Crypto is pumping again, with ETH breaking $1,200 and BTC at $20,682. I’m not going to call if the “bottom” is behind us or not, but let’s dig into if at least “forced selling” from either bankrupt players or funds facing redemptions.
3AC:
While Su Zhu and Kyle Davies are not cooperating with their liquidators, looking at their onchain positions, the worst seems behind us. Note: if you want to glance through the 3AC bankruptcy documents, you can check out the initial motion here.
So while 3AC may be in a interesting position, it looks like they sold down most of their non-stable positions leading up to this moment.
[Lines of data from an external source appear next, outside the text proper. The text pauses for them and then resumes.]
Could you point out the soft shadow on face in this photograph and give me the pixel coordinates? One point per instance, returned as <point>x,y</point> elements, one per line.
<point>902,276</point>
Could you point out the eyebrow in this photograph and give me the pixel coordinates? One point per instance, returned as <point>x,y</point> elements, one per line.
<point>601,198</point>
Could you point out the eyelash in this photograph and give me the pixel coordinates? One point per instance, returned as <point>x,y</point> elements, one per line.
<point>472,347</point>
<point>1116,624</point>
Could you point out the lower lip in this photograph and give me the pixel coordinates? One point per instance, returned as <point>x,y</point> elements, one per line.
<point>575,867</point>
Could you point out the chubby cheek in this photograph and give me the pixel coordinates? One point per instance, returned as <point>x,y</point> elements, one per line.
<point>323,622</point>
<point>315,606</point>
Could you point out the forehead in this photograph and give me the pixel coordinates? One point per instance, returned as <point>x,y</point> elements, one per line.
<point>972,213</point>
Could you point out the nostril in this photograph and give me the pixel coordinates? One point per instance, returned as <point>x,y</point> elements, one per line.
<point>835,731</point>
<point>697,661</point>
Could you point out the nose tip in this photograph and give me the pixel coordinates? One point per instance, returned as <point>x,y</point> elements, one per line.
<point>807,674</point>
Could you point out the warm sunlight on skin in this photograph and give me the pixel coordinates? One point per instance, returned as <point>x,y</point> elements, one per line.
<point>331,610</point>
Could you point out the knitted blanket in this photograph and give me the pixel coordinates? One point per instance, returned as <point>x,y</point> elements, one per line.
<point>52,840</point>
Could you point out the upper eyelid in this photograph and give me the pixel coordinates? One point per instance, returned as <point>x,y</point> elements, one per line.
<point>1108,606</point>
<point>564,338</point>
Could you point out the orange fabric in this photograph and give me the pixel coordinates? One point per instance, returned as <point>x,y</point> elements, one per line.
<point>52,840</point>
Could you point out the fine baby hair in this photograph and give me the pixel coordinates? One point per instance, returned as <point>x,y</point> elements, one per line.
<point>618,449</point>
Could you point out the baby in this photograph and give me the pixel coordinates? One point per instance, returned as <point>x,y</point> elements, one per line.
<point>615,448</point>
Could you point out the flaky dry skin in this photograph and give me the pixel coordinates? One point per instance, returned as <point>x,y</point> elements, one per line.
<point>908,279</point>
If we first start with the bundled zapper portfolio that I put together, which includes confirmed and thought to be 3AC wallets, they are now holding just ~$33mm ETH and $9mm of wsETH or $42mm of risk. Given they were dumping a similar size pretty regularly in May (I covered them dumping over $40mm in ETH just in a few days here), I think this is pretty manageable from a forced selling perspective.
Alternatively, if you use the Dune dashboard for 3AC’s holdings, they are basically down to just stables ($100mm+), and a small $9mm cETH position.
So far so good from 3AC’s onchain holdings perspective (mostly stables, no debt, minimal selling pressure). There will still be contagion from the firm’s insolvency for sure, but from what we can verifiably quantify, the worst is behind us (again, just from a forced selling of digital assets perspective). Now let’s examine Celsius.
Celsius:
Using the 11 main addresses per Dune, I put together a zapper for the Celsius portfolio. So the good news is that they paid down all their debt against their positions, but looking through this, they still have ~$219mm of wBTC and $200mm of 2.0 staked ETH.
Given that the firm just filed for bankruptcy, including having over $1bn deficit, these positions could be sold into the market to pay back creditors.
Not pretty: Celsius owes customers $4.7bn (or $5.5bn in liabilities in total), and excluding worthless CEL tokens, the asset side of the equation here is just $3.7bn or a $1.8bn hole. The company is also burning what looks to be $57mm/month, which does not help user recovery values.
It is also important to note that the company’s claimed digital assets as of yesterday (ex-CEL) are $1.8bn, which if is still accurate, means we could have some forced selling to come ($1.8bn is a lot of weight to move, unless of course they can OTC it with Alameda or other larger funds/market makers). Now given this is a Chapter 11 (not Chapter 7 liquidation), there is a chance that the business remains, Celsius depositors receive some amount of recovery on their assets, but its digital assets remain unsold.
Anyone else?
While there are rumors of more exchanges going down, for now these are the major players to watch. I’ve covered that we’ve seen some funds going through what looks like redemptions (which have been funded via selling alts) - but most of these have been much smaller size ($20mm and under), so not a major overhang on the market. The biggest overhang still out there (outside of 3AC + Celsius) is the Mt Gox unlocking of ~150k BTC. This likely keeps a lid on BTC until it is resolved.
So is forced selling entirely over? Not yet, but we’re getting closer. While 3AC’s positions are not a factor anymore, I’m still watching Celsius’ potential selling impacts + Mt Gox unlock effects. Hopefully we’re past the bottom in the market, driven by forced selling, macro fears and contagion fears. While there is still some 3AC contagion out there (Voyager bankruptcy, Blockchain.com’s 3AC losses, etc), it seems like we are moving towards “the worst is over” narrative.
What else to watch: While Wednesday’s June inflation print was rough (40 year highs), we’ve seen commodity prices sell-off since, so hopefully inflation finally peaked in June and eases in July and onward. Easing inflation takes pressure off the Fed, which could lead to an incremental improvement in monetary policy going forward, hopefully bringing a bid back to risk assets.
Feel free to drop any comments or questions below (or let me know if I am missing any other major forced selling catalysts out there).
Disclaimer: This content is for informational purposes only, you should not construe any such information or other material as legal, tax, investment, financial, or other advice.
I feel like we still have a fair bit further down before 'max pain' is inflicted. Also because equities haven't sold off enough either. What's your opinion on this?
It will be interesting to see how the degree to which crypto market is effected by the falling economy vs inflation and interest rate hikes. Some analysts are predicting that the Fed will be forced to backtrack by Nov. and reduce rates or start printing money, as the economic fall will be too great for the Fed not to act. I think till then we are going to be in this sideways market phase.
Do you think the crypto market will see another correction if the Fed increases rates by 100 bps during the next FOMC meeting, as many predict, or has the market already priced it in and are now looking at other Macro factors?